7/10
"I don't believe you, Mister."
22 October 2010
Warning: Spoilers
This was my first look ever at actors William Eythe and Signe Hasso. Hasso struck me as quite the good looking woman but you didn't get to dwell on that since she never cracked a smile in keeping with her character's serious nature. Now Johanna Schmidt (Lydia St. Clair), that's another story. She just looked downright scary.

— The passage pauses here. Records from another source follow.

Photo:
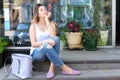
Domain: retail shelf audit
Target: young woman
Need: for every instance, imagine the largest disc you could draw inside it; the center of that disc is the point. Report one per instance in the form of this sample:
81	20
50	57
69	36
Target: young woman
45	43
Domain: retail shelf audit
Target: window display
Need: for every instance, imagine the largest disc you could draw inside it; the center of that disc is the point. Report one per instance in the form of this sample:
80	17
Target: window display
64	11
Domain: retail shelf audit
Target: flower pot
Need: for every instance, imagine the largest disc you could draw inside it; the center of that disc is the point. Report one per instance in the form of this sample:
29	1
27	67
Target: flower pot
91	44
74	39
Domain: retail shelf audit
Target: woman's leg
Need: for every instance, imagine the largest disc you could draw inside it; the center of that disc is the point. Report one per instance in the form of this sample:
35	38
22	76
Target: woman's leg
56	60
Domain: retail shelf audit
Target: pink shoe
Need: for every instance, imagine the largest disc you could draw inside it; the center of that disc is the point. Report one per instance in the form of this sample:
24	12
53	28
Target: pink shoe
50	75
74	72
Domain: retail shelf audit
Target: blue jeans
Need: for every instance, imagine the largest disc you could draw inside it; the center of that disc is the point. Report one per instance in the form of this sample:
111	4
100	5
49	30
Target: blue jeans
52	53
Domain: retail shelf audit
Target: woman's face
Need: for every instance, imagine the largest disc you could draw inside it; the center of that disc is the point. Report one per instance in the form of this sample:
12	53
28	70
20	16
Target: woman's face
42	11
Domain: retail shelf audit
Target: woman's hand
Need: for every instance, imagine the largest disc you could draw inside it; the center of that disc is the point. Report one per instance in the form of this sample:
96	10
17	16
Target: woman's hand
48	15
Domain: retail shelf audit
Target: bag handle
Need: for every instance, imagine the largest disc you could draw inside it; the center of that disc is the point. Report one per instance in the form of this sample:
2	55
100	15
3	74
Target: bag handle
5	70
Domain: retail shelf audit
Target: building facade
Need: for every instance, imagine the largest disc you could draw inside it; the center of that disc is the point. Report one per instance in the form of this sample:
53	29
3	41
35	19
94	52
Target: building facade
64	11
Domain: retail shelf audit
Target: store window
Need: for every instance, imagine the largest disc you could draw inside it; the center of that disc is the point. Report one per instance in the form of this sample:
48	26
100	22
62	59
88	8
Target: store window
63	11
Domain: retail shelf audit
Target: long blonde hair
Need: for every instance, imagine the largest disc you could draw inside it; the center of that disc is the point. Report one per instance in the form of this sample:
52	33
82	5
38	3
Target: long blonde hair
35	13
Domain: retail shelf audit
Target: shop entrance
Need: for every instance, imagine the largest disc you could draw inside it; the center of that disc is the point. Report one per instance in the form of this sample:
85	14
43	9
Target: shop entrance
117	23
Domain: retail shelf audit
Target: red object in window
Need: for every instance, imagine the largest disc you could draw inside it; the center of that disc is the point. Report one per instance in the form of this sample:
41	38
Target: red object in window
53	0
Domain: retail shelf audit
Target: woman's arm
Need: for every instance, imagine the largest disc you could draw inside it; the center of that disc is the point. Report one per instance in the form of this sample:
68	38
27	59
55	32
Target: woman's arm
32	33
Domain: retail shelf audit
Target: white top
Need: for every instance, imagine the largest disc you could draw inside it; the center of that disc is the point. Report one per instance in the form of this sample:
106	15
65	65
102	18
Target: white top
40	36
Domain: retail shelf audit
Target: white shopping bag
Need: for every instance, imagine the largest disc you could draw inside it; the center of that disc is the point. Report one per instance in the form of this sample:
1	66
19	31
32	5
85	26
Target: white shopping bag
21	66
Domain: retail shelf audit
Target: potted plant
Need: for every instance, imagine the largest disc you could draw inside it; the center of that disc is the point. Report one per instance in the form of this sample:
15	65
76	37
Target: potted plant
4	42
73	35
90	38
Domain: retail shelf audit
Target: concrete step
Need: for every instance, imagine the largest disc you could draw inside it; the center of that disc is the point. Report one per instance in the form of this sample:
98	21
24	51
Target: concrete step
90	66
110	74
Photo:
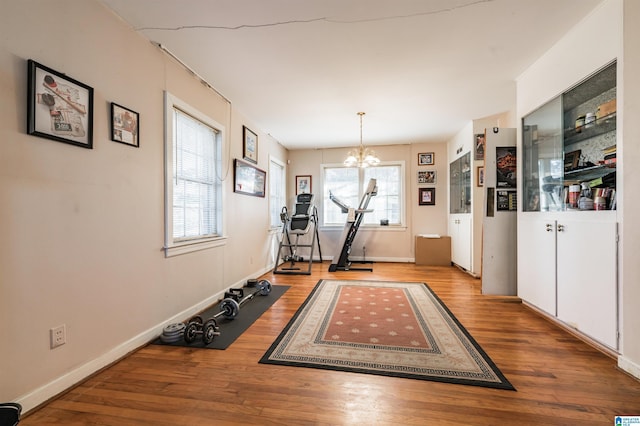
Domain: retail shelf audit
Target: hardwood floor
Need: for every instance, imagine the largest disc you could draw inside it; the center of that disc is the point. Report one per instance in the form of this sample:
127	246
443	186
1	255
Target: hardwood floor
559	379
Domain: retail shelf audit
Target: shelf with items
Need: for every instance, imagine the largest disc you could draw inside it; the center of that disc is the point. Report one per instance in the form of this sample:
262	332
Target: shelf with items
558	156
586	131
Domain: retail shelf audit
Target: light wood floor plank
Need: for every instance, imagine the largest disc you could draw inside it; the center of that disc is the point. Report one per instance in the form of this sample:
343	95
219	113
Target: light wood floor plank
559	378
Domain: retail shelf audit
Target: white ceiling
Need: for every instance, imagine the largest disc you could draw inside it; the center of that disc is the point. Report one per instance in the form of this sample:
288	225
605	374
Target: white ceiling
300	70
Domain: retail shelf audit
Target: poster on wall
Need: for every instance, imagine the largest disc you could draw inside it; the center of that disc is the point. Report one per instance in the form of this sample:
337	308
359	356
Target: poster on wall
479	143
507	201
506	167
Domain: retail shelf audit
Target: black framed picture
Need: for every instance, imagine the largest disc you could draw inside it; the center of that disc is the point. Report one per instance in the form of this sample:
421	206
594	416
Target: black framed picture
248	179
426	177
426	196
59	107
303	184
125	125
426	159
250	145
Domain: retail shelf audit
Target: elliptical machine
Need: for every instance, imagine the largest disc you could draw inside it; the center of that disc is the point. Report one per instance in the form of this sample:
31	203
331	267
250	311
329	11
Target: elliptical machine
304	220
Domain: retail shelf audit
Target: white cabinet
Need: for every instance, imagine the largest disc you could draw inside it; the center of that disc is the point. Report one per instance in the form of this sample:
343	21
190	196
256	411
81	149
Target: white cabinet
567	268
587	279
460	232
537	261
567	241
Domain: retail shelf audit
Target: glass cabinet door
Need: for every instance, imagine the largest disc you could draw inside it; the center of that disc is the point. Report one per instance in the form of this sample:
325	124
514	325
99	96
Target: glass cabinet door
460	185
543	158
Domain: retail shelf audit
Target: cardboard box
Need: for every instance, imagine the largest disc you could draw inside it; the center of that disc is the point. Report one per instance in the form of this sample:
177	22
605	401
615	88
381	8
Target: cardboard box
606	108
433	251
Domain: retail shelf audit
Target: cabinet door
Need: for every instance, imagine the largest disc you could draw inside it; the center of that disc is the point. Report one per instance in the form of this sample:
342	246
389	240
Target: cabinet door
537	261
460	230
587	278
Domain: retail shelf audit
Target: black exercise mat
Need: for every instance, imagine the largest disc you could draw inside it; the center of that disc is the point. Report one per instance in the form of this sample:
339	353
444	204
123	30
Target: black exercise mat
231	329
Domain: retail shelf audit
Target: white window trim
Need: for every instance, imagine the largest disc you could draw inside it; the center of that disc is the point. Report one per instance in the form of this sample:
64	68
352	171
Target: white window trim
284	172
377	227
171	247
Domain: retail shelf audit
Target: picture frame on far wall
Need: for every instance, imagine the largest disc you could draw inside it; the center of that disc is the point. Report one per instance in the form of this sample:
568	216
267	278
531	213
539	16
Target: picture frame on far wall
249	145
426	196
58	107
426	159
427	177
248	179
125	125
303	184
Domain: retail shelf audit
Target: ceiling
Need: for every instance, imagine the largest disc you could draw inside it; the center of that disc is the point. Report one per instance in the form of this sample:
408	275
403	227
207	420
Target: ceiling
301	70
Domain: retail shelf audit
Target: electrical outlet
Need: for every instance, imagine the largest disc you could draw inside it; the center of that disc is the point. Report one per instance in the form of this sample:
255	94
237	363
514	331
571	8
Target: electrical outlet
58	336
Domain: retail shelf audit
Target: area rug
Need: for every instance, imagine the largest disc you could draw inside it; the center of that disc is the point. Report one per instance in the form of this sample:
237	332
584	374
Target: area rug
395	329
231	329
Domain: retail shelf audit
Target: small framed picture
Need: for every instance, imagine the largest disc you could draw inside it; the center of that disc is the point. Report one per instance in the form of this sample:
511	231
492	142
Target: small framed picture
303	184
125	125
59	107
248	179
426	177
426	159
480	176
249	145
426	196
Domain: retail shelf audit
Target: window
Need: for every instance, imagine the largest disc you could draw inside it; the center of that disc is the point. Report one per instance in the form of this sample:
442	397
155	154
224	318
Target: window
277	191
348	184
193	190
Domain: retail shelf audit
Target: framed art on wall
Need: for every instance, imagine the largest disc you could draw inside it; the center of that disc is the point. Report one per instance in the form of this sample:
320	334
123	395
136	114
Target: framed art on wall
426	177
303	184
426	159
125	125
426	196
248	179
59	107
249	145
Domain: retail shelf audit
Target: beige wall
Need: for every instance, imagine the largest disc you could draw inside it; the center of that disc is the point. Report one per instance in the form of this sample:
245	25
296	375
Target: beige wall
382	243
82	230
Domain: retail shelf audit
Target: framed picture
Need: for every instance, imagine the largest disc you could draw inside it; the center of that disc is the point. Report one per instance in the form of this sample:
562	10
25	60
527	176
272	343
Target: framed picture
303	184
249	145
479	151
426	177
125	125
59	107
248	179
426	159
480	176
426	196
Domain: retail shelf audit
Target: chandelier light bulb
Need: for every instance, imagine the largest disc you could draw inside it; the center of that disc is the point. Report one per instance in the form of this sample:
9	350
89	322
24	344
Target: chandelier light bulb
361	157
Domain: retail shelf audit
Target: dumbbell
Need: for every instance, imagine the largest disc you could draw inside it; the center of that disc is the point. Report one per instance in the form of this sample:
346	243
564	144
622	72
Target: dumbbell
196	327
230	306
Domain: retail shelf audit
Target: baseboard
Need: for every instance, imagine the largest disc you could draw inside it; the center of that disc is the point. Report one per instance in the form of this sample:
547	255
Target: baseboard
629	366
51	390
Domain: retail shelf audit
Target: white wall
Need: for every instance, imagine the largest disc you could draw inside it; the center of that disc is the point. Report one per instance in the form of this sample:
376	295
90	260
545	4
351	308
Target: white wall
82	230
630	205
597	40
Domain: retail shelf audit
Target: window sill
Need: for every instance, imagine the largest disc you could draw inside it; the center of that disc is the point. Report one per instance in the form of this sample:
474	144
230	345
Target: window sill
192	246
366	228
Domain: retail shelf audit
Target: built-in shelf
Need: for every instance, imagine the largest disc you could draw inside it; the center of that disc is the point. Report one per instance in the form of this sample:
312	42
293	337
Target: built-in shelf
599	127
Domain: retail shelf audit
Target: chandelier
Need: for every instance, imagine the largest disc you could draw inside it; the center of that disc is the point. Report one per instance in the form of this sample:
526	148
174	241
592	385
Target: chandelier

The picture opens with minimalist introductory credits and proceeds in documentary fashion for a fair amount of time. I started writing down the names of all the German embassy characters mentioned in that early exposition thinking I'd have to keep track of them in the story, but that turned out to be unnecessary. It's pretty much Eythe's show as undercover FBI agent Bill Dietrich, who gets his indoctrination training in Germany, returns to the U.S. to help uncover the Nazi attempt to discover the secrets of the atomic bomb.

Most of the story plays out in tense fashion, but I was bothered by the whole idea of it taking so long for Dietrich's credentials to come back and have his cover blown. Those fifth column folks seemed a bit too trusting and it seemed to me that Dietrich should have been tripped up a lot sooner than he was. Maybe Elsa Gebhardt (Hasso) should have brought out the scopolamine a bit sooner.

What most impressed me about the story was the sheer numbers mentioned in terms of defining America's war effort. Four hundred FBI agents were assigned to 'Process 97', and when World War II ended, over sixteen thousand enemy agents were captured in this country. Catch this one for a look at a different facet of the war, and how foiling the enemy domestically was just as important as any battle.